A framework for short-term energy consumption prediction based on room air conditioner group characteristics

Owing to the convenient installation, low energy consumption, wide applicability, and flexible operation of room air conditioner (RAC), high application potential can be achieved in terms of load dispatch or demand response by aggregating numerous single RACs' loads. The diverse behaviors of single occupants using RACs caused by different individual demands is one of the main factors leading to deviations in short-term (e.g., hourly) energy consumption prediction. In addition, owing to the lack of suitable quantitative indicators and subjective data, previous studies are rarely focused on the group behaviors of RACs, which is more appropriate for obtaining specific regional energy consumption. Aiming at optimizing the regional power grid load fluctuations in residential building, this paper proposes a framework for predicting short-term energy consumption based on RAC group characteristics by randomly selecting approximately 2000 samples from a cloud data platform.
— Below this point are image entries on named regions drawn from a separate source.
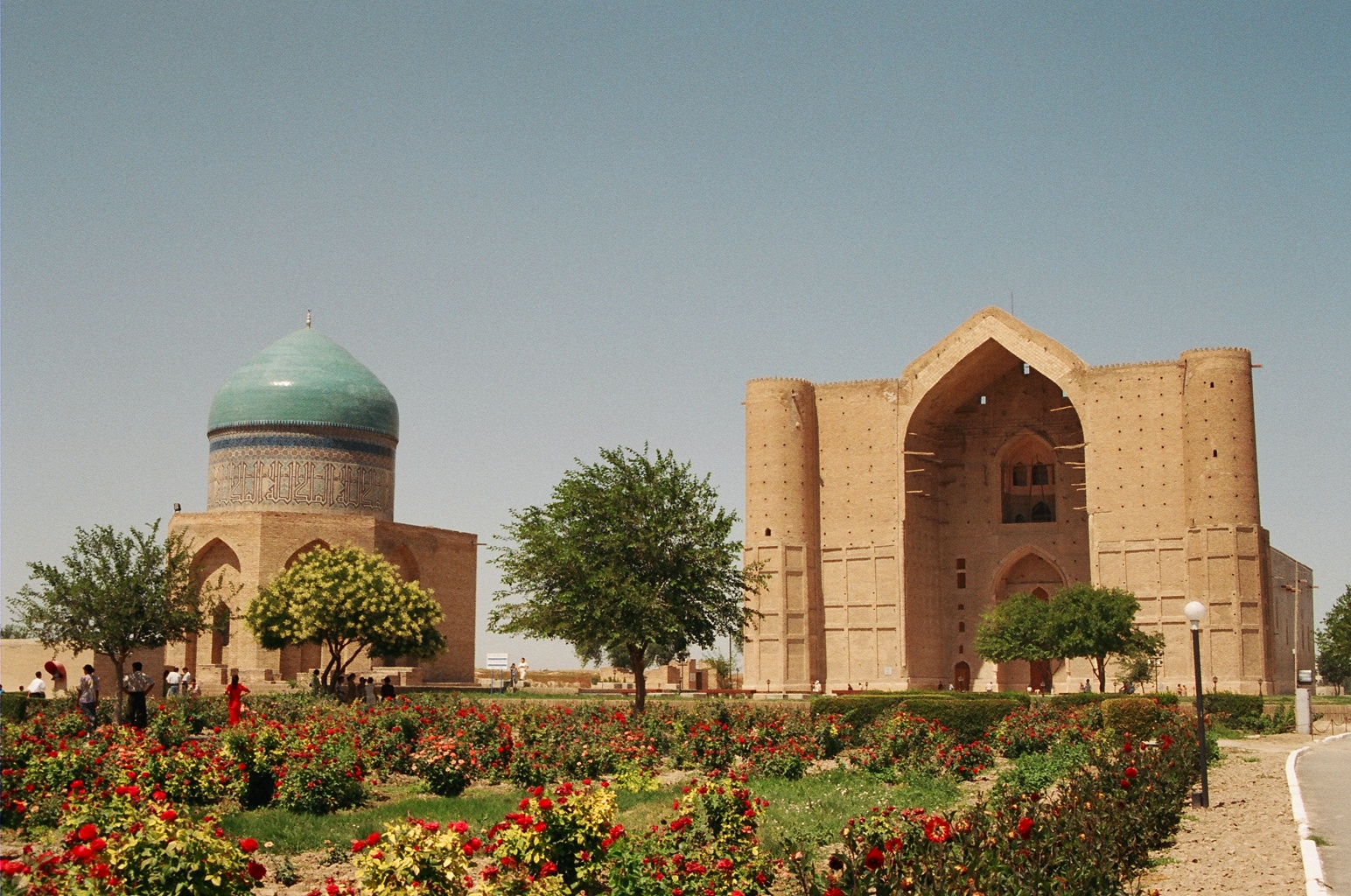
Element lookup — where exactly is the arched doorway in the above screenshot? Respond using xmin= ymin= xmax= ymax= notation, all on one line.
xmin=189 ymin=538 xmax=241 ymax=681
xmin=994 ymin=550 xmax=1068 ymax=693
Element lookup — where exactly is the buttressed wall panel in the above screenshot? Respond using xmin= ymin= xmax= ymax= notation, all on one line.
xmin=746 ymin=308 xmax=1312 ymax=692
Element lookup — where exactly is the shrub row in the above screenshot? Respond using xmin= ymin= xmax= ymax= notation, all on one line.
xmin=812 ymin=690 xmax=1030 ymax=742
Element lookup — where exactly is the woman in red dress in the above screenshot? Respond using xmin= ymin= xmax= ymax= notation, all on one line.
xmin=226 ymin=673 xmax=248 ymax=724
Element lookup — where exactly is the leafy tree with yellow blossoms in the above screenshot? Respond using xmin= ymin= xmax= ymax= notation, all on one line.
xmin=244 ymin=544 xmax=446 ymax=688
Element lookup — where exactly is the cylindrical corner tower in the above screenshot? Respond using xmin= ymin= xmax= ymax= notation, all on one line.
xmin=206 ymin=327 xmax=398 ymax=521
xmin=1182 ymin=348 xmax=1262 ymax=527
xmin=746 ymin=380 xmax=825 ymax=692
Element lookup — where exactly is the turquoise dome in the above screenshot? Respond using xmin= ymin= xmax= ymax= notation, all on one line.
xmin=206 ymin=327 xmax=398 ymax=439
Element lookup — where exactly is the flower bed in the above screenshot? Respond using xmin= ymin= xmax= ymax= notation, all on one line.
xmin=0 ymin=689 xmax=1197 ymax=896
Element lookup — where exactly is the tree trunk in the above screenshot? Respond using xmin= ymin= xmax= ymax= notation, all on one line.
xmin=104 ymin=654 xmax=127 ymax=724
xmin=628 ymin=645 xmax=648 ymax=715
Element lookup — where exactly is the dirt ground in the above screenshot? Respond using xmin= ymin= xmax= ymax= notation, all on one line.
xmin=1142 ymin=734 xmax=1312 ymax=896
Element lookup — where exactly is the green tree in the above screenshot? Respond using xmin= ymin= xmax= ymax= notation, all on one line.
xmin=0 ymin=621 xmax=32 ymax=638
xmin=1116 ymin=631 xmax=1163 ymax=688
xmin=1048 ymin=583 xmax=1147 ymax=693
xmin=18 ymin=521 xmax=213 ymax=722
xmin=976 ymin=593 xmax=1063 ymax=662
xmin=244 ymin=544 xmax=446 ymax=688
xmin=489 ymin=447 xmax=763 ymax=712
xmin=1314 ymin=585 xmax=1351 ymax=688
xmin=976 ymin=583 xmax=1162 ymax=692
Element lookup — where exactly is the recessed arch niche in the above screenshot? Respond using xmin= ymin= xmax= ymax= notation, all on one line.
xmin=184 ymin=538 xmax=242 ymax=675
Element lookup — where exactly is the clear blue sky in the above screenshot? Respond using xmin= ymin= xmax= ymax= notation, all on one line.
xmin=0 ymin=0 xmax=1351 ymax=666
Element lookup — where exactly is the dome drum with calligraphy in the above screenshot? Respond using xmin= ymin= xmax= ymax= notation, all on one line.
xmin=206 ymin=327 xmax=398 ymax=519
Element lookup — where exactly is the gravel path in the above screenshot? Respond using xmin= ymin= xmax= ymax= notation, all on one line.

First, this study constructs multi-dimensional group features and based on the clustering method identifies three typical groups of RACs: i) Cluster a: continuous operation in summer and high energy consumption behavior; ii) Cluster b: annual intermittent operation and high energy consumption behavior; iii) Cluster c: mainly continuous operation in summer and energy-saving behavior. Second, the study generates five different aggregation sizes of RACs and integrates them with feature selection and random forest algorithms, to predict the hourly energy consumption of a residential RAC group. High precision achievement is shown by indicator indexes, such as the coefficient of determination (R-2) reaches 90% and the relative mean absolute percentage error (MAPE) is basically within 15%. Finally, by adjusting the group behavior of the load aggregator scenarios of the above three RAC groups in this method, peak shaving capacity of approximately 35% is realized on a typical summer day.